Your author installed version 2.24.2 of Cheese on an Ubuntu 8.10
system using the standard Ubuntu package. The CPU was an Athlon 64
2800 running the 32 bit version of Ubuntu.
Initially, an ancient Kensington VideoCam Model 67015 was tried
as the video capture device, but the camera would not work.
This was likely a system issue since other video applications
such as xawtv
and EffecTV no longer saw the camera after the system was
upgraded from Ubuntu 8.04.
A new HP Deluxe Webcam model KQ246AA (USB) with a built-in microphone
was purchased at the local big-box electronics store.
Initially, the HP camera worked with xawtv, but not with Cheese
(or EffecTV).
A bit of Googling found an Ubuntu
bug report that indicated others were having
similar issues with Cheese. Following the thread in the bug report,
your author first tried the suggestion of installing a newer kernel
from the Pre-released package updates. This did not fix the problem.
Digging further into the bug report messages, the next attempt
involved installing mercurial (hg), then cloning and installing the
latest uvcvideo driver from the
LinuxTV site.
This finally produced a video capture device that worked
with Cheese.
Operation of Cheese is quite straightforward, one can simply run
the application and start clicking photos. A few user interface
issues were encountered. The Edit->Preferences menu allows one
to select the camera and its resolution, but no audio configuration
choices were given. It was necessary to run the
gstreamer-properties application to select the camera's built-in
USB audio device. Sometimes, after a pull-down menu was selected,
a gray rectangle was left where the menu used to reside, on
top of the moving video monitor. Sometimes the gray area would
eventually disappear while other times it was necessary to move the
main Cheese window to refresh the video display.

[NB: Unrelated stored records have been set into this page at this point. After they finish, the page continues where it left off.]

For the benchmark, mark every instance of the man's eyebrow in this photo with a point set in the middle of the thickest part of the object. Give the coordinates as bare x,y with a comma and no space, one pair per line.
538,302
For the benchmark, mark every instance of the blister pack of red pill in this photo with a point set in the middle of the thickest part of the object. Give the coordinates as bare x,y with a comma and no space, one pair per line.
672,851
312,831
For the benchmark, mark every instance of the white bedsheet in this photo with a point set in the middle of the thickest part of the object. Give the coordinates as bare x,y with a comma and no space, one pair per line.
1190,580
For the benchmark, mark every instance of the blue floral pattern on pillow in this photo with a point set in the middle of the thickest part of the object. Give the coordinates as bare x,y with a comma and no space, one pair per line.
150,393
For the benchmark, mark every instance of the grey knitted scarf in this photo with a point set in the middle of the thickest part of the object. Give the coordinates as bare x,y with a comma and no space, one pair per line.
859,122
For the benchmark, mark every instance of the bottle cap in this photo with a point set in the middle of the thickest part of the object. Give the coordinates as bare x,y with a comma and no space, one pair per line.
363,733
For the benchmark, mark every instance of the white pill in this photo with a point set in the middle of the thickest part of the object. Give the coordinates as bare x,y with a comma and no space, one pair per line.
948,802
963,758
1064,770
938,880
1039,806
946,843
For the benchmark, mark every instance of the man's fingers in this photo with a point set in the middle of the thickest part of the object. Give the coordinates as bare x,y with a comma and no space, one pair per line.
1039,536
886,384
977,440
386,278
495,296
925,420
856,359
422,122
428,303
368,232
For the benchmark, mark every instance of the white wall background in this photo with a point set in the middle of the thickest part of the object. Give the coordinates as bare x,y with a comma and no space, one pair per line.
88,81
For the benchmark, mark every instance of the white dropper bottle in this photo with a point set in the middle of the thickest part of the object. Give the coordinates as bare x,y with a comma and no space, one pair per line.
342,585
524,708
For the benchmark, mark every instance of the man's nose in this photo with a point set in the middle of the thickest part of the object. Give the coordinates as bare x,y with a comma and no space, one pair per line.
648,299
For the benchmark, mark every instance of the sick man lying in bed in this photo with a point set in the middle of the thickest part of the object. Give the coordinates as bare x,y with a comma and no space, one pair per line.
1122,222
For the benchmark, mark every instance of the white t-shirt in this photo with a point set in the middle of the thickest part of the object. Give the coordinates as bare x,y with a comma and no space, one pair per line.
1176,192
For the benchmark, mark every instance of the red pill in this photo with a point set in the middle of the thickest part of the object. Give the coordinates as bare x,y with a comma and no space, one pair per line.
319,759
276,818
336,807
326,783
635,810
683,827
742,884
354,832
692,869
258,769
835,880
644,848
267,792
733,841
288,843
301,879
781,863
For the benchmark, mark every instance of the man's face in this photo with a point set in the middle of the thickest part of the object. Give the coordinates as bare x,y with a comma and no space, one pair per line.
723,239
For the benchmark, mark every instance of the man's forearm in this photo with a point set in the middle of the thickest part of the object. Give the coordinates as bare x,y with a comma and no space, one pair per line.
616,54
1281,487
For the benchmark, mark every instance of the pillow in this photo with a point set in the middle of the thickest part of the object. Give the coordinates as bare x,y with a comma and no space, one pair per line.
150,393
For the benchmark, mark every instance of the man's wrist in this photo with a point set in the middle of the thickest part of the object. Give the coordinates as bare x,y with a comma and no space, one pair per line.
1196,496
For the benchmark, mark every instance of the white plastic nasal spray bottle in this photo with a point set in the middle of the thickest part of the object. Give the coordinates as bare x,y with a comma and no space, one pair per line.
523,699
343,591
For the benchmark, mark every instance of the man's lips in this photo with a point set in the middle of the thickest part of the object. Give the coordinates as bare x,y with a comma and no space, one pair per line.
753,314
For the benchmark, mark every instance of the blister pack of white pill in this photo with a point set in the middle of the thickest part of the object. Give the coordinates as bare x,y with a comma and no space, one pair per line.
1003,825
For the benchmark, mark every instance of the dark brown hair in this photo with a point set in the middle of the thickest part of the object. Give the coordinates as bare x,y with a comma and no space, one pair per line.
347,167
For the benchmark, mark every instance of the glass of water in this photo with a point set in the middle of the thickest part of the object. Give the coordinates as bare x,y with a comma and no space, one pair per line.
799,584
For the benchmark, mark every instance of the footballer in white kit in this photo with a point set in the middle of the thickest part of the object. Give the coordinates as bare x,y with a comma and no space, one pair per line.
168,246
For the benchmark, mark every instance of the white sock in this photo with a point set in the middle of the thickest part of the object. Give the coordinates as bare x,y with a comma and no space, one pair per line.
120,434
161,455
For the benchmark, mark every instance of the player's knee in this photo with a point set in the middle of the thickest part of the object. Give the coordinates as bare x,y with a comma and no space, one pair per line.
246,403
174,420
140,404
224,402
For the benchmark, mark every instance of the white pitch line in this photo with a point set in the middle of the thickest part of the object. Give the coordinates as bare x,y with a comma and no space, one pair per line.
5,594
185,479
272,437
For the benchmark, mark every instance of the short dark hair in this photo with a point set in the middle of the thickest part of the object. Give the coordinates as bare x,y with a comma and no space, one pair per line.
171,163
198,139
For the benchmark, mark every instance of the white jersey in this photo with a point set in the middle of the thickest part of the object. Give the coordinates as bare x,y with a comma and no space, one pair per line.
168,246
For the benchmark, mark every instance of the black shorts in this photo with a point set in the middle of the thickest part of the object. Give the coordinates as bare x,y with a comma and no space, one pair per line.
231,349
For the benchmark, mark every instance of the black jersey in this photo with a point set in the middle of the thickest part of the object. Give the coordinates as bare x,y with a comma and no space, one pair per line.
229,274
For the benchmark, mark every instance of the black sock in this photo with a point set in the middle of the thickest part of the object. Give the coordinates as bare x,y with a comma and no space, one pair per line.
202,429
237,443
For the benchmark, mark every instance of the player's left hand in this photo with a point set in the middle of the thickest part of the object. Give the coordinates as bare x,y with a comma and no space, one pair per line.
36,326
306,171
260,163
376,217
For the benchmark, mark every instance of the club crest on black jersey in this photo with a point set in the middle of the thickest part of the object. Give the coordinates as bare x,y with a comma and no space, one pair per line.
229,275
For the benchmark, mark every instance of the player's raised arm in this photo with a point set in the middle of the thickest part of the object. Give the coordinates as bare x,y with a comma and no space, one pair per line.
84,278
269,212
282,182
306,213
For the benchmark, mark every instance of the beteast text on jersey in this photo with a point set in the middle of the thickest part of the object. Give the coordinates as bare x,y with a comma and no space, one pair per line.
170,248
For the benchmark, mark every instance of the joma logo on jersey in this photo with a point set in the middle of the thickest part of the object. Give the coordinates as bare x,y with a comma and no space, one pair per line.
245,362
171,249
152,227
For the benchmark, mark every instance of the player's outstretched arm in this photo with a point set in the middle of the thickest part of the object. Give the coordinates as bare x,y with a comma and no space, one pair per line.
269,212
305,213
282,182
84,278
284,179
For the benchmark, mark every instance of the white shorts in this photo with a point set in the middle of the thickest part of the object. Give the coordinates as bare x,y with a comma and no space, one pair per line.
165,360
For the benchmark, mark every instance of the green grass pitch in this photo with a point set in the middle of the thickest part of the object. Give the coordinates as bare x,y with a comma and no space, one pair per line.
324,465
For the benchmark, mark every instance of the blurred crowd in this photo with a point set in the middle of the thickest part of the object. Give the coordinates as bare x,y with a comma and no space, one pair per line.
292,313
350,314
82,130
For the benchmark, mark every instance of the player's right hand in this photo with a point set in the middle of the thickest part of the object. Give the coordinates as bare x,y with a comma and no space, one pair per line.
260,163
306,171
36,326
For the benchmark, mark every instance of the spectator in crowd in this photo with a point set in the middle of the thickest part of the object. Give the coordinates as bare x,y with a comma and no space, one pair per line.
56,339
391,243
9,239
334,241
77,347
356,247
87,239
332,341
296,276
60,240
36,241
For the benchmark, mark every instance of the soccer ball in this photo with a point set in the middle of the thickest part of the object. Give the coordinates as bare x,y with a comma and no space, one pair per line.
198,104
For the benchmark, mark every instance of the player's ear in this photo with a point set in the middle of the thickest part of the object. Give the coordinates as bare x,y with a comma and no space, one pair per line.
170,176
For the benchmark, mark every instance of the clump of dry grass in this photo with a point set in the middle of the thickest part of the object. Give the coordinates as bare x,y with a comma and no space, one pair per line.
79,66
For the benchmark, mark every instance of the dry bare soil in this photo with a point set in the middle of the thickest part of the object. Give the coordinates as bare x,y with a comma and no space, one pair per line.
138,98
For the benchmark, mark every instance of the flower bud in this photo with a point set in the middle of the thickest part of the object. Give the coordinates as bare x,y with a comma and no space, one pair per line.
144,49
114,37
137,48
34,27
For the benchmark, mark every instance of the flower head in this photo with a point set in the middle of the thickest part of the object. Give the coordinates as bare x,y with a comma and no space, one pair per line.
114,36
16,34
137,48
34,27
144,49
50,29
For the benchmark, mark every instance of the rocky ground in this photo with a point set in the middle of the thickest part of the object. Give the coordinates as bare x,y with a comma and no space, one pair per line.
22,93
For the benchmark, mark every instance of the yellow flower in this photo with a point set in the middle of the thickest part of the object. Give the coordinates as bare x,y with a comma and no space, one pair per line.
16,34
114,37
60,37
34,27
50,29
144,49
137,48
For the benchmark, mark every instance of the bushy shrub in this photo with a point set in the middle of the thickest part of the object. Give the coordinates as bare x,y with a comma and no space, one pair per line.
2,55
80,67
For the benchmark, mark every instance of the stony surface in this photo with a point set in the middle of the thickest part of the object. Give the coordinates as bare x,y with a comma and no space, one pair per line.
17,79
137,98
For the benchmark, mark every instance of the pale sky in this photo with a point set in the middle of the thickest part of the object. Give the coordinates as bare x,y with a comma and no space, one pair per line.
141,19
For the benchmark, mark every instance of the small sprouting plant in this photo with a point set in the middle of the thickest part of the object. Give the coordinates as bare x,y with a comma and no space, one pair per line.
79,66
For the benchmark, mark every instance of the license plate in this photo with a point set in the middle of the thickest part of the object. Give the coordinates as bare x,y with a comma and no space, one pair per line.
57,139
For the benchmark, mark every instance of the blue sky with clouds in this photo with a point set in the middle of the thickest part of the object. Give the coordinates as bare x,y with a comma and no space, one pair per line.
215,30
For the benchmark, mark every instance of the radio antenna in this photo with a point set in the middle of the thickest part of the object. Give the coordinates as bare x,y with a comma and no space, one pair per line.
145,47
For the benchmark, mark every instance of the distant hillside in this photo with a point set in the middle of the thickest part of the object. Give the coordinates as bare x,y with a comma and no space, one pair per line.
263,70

The Effects button is somewhat non-intuitive; when one clicks it,
a set of effects is shown. It took a bit of playing around to
figure out that one needs to click Effects again to get back to the
main video monitor window. A differently named "Monitor" button would
be useful here.
When making movies, using resolution above 352x288 resulted in major
losses of audio samples and jerky video.
Both the USB camera's audio input and the
sound card's auxiliary input were tried with similar results.
The Cheese built-in documentation recommended using
gstreamer-properties to switch the default video output to X11/XShm/Xv,
this was tried but the higher-res video was still jerky.
A CPU with more muscle would likely improve this situation.
Your author was left with the impression that Cheese and its ancillary
applications could greatly benefit from the addition of a few extra
features. It would be more fun to look at still photos if
Eye of Gnome's slideshow capability had the ability to step through
the stills on a timed interval. It should be noted that it is
possible to export images to F-Spot, which can display a timed slide show.
Similarly, Totem could really use some more advanced features such as
a pause button with single-frame stepping capabilities.
The documentation claims that it is possible to right-click the recorded
image or video thumbnail and fire up a non-default viewer, but
your author was unable to make this work.
The video effects are very cool, but there are no audio effects;
LV2 comes to mind here.
Some of these ideas might make some good 2009 Google Summer of Code
projects.
Despite encountering a number of bugs and user interface
difficulties, Cheese is indeed a unique and useful application.
Cheese is the first application your author has found that can
produce a working movie from a web cam.
At this point, or at least with this hardware configuration, Cheese
is not quite ready for use by non-technical users, nonetheless it is
a great application that shows much promise.